Relatos encadenados: la delación

Diego Igeño

Ese día se había levantado, como era su costumbre, con las primeras luces del alba. Eran muchas las tareas que tenía que acometer antes de que su marido y sus hijos salieran a ganarse el exiguo jornal que les permitía malvivir. Y, además, debía arreglarse un poco para asistir a la primera misa matutina, hábito que desde pequeña cumplía a diario. Hasta no hacía mucho, era mirada con suspicacia por muchas vecinas del pueblo a las que la religión les importaba poco. Cuando avanzaba por las calles, oía el cuchicheo de las comadres a su paso e, incluso, las reconvenciones de las más descaradas. Hoy las cosas han cambiado. Muchas de esas frescas se tocan ahora con el velo y van a darse sonoros golpes de pecho en las primeras bancas, para que el cura las vea bien. Se cuidan mucho de llamarlas beatas, de decirles que van a arder como pajaretas como hacían antes. Ya no levantan el puño al verlas, sino que se santiguan mostrando una piedad que nunca habían tenido, una religiosidad que les era ajena. ¡Fariseas! ¡Sepulcros blanqueados!
No hace tanto que esas pécoras eran las que marchaban al frente de las manifestaciones, portando orgullosas las banderas rojas o las tricolores, alzando con rabia el puño cerrado hacia el cielo, dando vivas a Rusia y a la República, cagándose en Dios y en los curas. Cuando pasaban por las casas de los más acomodados subían aún más sus voces para cantar a pleno pulmón «si los curas y monjas supieran la paliza que les vamos a dar…». Pero ahora, ahora por suerte todo ha cambiado.

Cuando vuelve la vista atrás se le vienen a la cabeza los muchos desaires vividos. Y la peor de todas era la Dolores. Siempre la más ordinaria, la más provocadora, la más hiriente. Todavía no se explica cómo se libró. Eso no podía permitirlo. Por eso una mañana salió en dirección al cuartel de la Guardia Civil. Le pregunto al centinela que vigilaba la puerta que dónde estaba el sargento, que tenía urgencia de hablar con él. Al llevarla hacia su despacho, cruzó por la puerta que conducía a los calabozos. Por el pequeño ventanuco cerrado por una reja, salía un olor nauseabundo, a orines y miedo. Los ayes de los desdichados que estaban allí encerrados rebotaban entre las paredes. Echó la vista a otro lado. ¿Por qué iba a preocuparse? Eran rojos ateos y tenían merecido lo que les pasara.

Llegó al despacho del suboficial. Una bandera de orden había sustituido al trapo republicano. Era un cuartucho gris y mal iluminado.

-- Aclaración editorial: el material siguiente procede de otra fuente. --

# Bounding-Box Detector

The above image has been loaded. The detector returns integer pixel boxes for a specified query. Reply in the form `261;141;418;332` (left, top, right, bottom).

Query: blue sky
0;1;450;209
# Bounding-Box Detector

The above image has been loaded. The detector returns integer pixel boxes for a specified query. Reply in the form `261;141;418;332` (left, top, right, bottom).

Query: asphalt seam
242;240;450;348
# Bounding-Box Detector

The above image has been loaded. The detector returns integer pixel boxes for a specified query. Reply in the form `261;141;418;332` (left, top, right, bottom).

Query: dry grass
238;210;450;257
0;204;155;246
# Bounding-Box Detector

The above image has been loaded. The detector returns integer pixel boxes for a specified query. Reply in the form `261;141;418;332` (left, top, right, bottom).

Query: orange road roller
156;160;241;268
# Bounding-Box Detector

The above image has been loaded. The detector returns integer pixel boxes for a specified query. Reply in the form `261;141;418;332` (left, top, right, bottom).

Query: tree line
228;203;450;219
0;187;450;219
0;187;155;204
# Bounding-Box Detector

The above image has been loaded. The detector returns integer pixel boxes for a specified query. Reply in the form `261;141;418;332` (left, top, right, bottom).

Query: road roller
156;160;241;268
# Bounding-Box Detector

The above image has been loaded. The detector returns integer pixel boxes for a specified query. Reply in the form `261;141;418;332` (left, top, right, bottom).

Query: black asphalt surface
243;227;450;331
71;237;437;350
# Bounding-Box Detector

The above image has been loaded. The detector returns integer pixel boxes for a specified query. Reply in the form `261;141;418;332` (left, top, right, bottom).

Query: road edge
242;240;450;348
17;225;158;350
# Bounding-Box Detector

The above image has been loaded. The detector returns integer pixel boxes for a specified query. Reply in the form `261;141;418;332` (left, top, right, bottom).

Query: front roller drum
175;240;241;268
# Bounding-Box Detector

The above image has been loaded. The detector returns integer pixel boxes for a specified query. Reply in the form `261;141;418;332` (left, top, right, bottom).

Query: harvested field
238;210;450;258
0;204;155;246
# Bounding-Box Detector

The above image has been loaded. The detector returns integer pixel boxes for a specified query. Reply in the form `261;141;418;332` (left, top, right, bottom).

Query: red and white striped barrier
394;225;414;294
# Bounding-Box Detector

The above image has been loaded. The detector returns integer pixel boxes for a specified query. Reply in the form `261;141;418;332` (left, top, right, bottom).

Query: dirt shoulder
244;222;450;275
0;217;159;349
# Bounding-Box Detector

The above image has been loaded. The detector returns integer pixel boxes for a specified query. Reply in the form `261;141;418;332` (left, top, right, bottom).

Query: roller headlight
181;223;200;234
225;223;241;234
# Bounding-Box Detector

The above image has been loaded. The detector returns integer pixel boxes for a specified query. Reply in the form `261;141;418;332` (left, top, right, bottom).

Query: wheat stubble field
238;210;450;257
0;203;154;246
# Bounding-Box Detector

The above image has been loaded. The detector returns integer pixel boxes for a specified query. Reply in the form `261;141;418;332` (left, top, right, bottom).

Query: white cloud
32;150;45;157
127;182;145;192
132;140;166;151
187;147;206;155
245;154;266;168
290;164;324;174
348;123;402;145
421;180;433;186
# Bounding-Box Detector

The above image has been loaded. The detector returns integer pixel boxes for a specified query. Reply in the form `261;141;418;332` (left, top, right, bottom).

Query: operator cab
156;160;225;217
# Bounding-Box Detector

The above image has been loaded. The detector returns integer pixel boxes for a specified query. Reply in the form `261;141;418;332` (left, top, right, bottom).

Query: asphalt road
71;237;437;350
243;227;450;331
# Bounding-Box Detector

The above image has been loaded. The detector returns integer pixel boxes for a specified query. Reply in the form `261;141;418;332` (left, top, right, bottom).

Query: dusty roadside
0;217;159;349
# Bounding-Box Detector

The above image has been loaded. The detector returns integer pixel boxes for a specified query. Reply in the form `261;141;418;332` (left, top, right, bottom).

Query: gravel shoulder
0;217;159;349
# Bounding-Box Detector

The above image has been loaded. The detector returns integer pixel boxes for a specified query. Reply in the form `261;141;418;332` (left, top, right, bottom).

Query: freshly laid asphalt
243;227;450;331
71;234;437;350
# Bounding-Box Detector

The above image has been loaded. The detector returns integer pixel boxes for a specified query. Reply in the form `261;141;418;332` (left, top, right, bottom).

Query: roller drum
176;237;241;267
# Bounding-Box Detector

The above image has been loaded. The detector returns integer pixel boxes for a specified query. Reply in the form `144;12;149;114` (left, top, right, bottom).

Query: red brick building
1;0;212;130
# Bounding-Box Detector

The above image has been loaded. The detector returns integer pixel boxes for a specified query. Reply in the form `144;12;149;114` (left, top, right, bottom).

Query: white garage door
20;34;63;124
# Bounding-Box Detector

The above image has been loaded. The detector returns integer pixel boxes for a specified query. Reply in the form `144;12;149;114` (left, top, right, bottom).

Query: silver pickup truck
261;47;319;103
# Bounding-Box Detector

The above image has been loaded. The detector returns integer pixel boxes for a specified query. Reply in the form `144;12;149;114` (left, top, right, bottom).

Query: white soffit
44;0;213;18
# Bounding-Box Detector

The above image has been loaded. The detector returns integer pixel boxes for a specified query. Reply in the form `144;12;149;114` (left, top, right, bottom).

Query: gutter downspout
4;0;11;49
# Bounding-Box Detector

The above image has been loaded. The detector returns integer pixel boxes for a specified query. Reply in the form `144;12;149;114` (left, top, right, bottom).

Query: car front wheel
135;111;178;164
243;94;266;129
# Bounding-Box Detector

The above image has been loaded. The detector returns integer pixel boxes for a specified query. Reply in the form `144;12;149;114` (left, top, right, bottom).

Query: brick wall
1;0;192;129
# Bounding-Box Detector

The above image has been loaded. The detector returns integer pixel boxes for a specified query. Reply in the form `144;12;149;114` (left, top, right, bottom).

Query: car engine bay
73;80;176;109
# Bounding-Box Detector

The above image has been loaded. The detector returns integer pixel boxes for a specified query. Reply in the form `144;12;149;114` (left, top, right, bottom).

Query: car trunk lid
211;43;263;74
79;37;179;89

La recibió mal encarado y con una voz cortante le preguntó qué quería. Entonces su lengua se desató. Salió toda la bilis que tenía acumulada dentro tras tantos años de desprecios. Habló de Dolores, de cómo calentaba los ánimos de los jornaleros con sus sueños de libertad, de igualdad y de justicia. Habló de sus desprecios a la religión, de cómo escupía y blasfemaba cada vez que pasaba delante de la iglesia. Le contó cómo vivía amancebada con un cretino que era el que controlaba a todos los campesinos y el que decidía los que trabajaban en los tajos, solo aquellos que estaban afiliados a los sindicatos marxistas. Él fue el culpable de su hambre al vetar continuamente a su José por eso no lamentó la suerte que corrió, el plomo que recibió lo tenía bien merecido; pero ella, la Dolores, era la verdadera causante de todas sus desdichas.

No fue en vano su delación. Al poco tiempo, Dolores fue detenida por los falangistas. La llevaron a su cuartel y allí la apalizaron, la pelaron, la purgaron con aceite de ricino hasta que las heces corrían por sus piernas como un venero de podredumbre, la violaron una y otra vez. No era suficiente. Después de eso, la exhibieron por el pueblo para que el vecindario la viera y supiera la suerte que les esperaba a todas las rojas. Cualquier humillación era poco castigo para ellas.

A partir de esa delación muchos la desprecian, pero a ella le da igual. El trabajo ya no falta, ni tampoco un chusco de pan que llevarse a la boca. Eso es lo importante. Aunque la llamen chivata.

Se le ha hecho tarde con tantas reflexiones. Recogerá su velo y su breviario e irá a ponerse en paz con Dios. Por suerte, este país, pese a lo que dijera Azaña, ha vuelto a ser católico. Ite missa est.